A travel router (this one, or something from any other vendor mentioned in these threads, or just about anything that can run openwrt well) solves that problem.
All I have to do is get the router connected to the Internet however I do that (maybe there's ethernet, decent wifi, or maybe my phone hotspot or USB tethering is the order of the day), and then everything else Just Works as soon as it is unpacked and switched on.
And it all works togetherly, on my own wireless LAN -- just as those things also work at home.
Bonus nachos: With some manner of VPN like Tailscale configured in the router, or the automagic stuff this UBNT device is claimed to be able to do, a person can bring their home LAN with them, too -- without individual devices being configured to do that.
I think travel routers are pretty great, myself.
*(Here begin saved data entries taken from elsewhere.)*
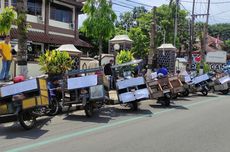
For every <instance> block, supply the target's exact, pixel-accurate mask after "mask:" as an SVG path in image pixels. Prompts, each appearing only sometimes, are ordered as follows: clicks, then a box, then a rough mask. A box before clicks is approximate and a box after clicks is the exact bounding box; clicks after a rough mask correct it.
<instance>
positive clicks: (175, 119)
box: [0, 94, 230, 152]
mask: <svg viewBox="0 0 230 152" xmlns="http://www.w3.org/2000/svg"><path fill="white" fill-rule="evenodd" d="M174 103H175V104H173V105H172V106H171V107H170V108H162V107H161V106H158V105H156V104H155V102H154V101H150V100H149V101H144V102H142V103H141V106H140V110H139V111H138V112H132V111H130V110H128V109H126V108H124V107H120V106H115V107H106V108H104V109H102V110H101V111H98V112H97V114H96V115H95V116H94V117H93V118H86V117H85V115H84V113H83V112H82V111H78V112H74V113H72V114H71V115H69V116H67V115H66V114H63V115H59V116H56V117H53V118H51V117H43V118H41V119H40V120H39V121H38V125H39V126H38V127H37V128H35V129H33V130H30V131H24V130H23V129H22V128H21V127H20V125H18V124H17V123H4V124H0V151H8V152H16V151H23V152H24V151H33V152H44V151H47V152H48V151H51V152H59V151H66V152H76V151H77V152H90V151H92V152H229V149H230V142H229V141H230V131H229V129H230V100H229V95H228V96H223V95H214V94H211V95H209V96H207V97H203V96H197V95H195V96H191V97H188V98H184V99H179V100H177V101H175V102H174Z"/></svg>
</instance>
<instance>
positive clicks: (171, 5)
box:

(But using Ubiquiti gear makes me feel filthy for reasons that I can't properly articulate, so I stick with things like Latvian-built Mikrotik hardware or something running OpenWRT for my own travel router uses.)
It has limits, like the amazon hardware keypress thingy with north korea showed recently, but unless your working at superbigtech or defense contractor it would probably work.
Im their target audience for sure but I’m not sure I need all of the same features my home network has. Really my travel router is just used to share a paid connection and run AdGuard network wide.
I have wireguard running on my home router. Why do I need a piece of hardware when my laptop already can connect to it from anywhere?
With Teltonica/GL.Inet you also can use small external antennas. Getting behind windows is often enough.
Otherwise I don't really see the point to carry a specific hotspot device when my phone has one built in.
[1]: https://store.gl-inet.com/products/puli-ax-xe3000-wi-fi-6-5g...
Ideally mainline Linux support.
Or just go Tailscale
If this device had a 5g sim slot, then I could see the point but it’s not that.